On the other hand, though, there are several "professional dress" style choices that I just refuse to make, at least unless or until I absolutely have to. Mostly, I've been able to get away with these refusals to compromise, at least so far. That may change, though I doubt it will change in my current job.
Want to break it down?
Today, I am wearing a pretty typical summer work outfit:
-blue and white patterned silk skirt (thrifted)
-navy Land's Cap Sleeve Lightweight Cotton Modal Drape Top
-teal Ralph Lauren belt (thrifted)
-bronze Me Too wedges (Nordstrom Rack)
-teal and blue beaded cuff bracelet (no idea)

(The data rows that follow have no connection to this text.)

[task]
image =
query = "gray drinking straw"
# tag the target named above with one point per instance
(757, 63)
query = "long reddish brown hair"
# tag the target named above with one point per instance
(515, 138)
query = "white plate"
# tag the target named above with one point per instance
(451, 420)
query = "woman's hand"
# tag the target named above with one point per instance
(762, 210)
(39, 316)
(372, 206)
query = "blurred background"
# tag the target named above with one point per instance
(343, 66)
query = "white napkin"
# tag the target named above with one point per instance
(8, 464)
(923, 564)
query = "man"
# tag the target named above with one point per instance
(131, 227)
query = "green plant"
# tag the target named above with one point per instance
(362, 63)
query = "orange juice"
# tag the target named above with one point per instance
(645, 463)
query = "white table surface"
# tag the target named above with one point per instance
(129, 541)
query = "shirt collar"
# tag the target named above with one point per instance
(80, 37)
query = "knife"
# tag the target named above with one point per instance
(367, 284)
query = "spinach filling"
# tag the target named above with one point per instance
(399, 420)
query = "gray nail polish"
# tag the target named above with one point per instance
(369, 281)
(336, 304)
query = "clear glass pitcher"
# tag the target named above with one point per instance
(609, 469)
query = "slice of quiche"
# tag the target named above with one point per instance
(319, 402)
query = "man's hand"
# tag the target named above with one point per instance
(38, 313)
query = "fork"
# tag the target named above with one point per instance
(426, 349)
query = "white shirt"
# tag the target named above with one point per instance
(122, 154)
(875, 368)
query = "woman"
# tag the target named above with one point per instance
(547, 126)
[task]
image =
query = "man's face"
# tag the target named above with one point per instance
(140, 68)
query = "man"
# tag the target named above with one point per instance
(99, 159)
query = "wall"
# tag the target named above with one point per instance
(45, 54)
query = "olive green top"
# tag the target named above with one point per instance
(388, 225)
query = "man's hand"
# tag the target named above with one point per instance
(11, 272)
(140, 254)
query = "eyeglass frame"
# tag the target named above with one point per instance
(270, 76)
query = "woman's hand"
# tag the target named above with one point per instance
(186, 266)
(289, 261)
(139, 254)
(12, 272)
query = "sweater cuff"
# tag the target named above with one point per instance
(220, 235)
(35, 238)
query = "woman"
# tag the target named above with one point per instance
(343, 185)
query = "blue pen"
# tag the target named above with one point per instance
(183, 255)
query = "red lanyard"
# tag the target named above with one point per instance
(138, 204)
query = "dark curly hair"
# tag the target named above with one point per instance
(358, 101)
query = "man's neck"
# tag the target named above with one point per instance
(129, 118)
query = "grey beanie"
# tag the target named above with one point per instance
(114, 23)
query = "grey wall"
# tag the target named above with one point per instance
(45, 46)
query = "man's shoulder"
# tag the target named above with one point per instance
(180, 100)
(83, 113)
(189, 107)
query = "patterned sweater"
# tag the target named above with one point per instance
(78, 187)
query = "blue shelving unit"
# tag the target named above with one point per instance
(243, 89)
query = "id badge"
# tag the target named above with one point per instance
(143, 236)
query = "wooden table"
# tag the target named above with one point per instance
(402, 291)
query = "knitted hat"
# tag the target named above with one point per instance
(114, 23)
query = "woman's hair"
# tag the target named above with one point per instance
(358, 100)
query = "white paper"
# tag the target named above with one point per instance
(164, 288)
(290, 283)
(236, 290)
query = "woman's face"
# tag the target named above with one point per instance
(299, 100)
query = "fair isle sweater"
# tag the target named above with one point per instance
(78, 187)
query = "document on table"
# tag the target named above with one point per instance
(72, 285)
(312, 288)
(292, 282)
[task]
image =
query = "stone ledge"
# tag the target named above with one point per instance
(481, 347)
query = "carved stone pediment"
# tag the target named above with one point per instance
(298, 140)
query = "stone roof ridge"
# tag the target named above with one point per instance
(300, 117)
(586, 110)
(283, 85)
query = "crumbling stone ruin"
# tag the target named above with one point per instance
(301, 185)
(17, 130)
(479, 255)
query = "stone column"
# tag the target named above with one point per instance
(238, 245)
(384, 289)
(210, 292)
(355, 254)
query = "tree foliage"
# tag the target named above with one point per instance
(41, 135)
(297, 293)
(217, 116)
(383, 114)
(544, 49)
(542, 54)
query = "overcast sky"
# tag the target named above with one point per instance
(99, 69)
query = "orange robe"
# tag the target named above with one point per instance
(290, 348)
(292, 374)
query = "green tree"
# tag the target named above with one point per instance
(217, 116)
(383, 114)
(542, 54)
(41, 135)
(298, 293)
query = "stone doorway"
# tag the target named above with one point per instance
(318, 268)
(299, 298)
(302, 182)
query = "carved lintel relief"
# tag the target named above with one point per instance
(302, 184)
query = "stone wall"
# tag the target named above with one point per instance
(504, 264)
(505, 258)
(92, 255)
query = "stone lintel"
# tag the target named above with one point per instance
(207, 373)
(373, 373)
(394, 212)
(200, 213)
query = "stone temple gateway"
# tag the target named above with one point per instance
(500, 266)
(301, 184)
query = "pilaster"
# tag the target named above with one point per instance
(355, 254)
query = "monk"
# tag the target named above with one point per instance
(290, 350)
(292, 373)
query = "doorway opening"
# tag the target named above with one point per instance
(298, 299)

To me, the compromises I'm making when wearing this are obvious, but probably not so much to the outside observer. This whole silhouette, with the knee length, a-line skirt, fitted top, and sensible shoes, reads to me as "work." Though I like these pieces, and like the way this looks, it's not something I'd probably wear in a non-work situation. The color palette is also subdued, reading as professional to my eye. It's modest, covering thighs and shoulders, not showing any cleavage. I am wearing subtle, work-appropriate makeup. I shave my legs and armpits. Because I work in a crowded cubicle, I don't wear scented products or perfume to work. These are all compromises, things I might choose to do differently in a non-work environment.
What may be more easy to spot are the compromises I am refusing to make, or at least refusing to make so far.The most obvious one, I think, is that I don't make any effort to cover my tattoos. I have a tattoo on my foot, one on my inner ankle, and one on my upper arm, all of which I show at work. Another obvious one is my hair--I wear it long, usually loose, and most often, untamed. I occasionally beat it into blow-dried submission, but not that often. I also have obvious and often fly-away grays. It's not a particularly "professional" hairstyle. Other things are less clear--for example, what I am wearing on top here, and what I typically wear on top, is a knitted shirt. It's pretty much a t-shirt. I really dislike how I look and feel in button downs and/or blazers, so I avoid them whenever possible. I have a pile of t-shirts I would't wear to work, of course, but one like this, which is in good shape, a nice cut, and an unfaded color? I wear them all the time. I also get a lot of my clothes at the thrift store, which may not be clear by looking at me, but is a fairly non-typical way of building a professional wardrobe.
Right now, I think I'm striking a good balance. I think I look good at work, but I also free like I'm being true to myself. Striking that balance is absolutely my goal.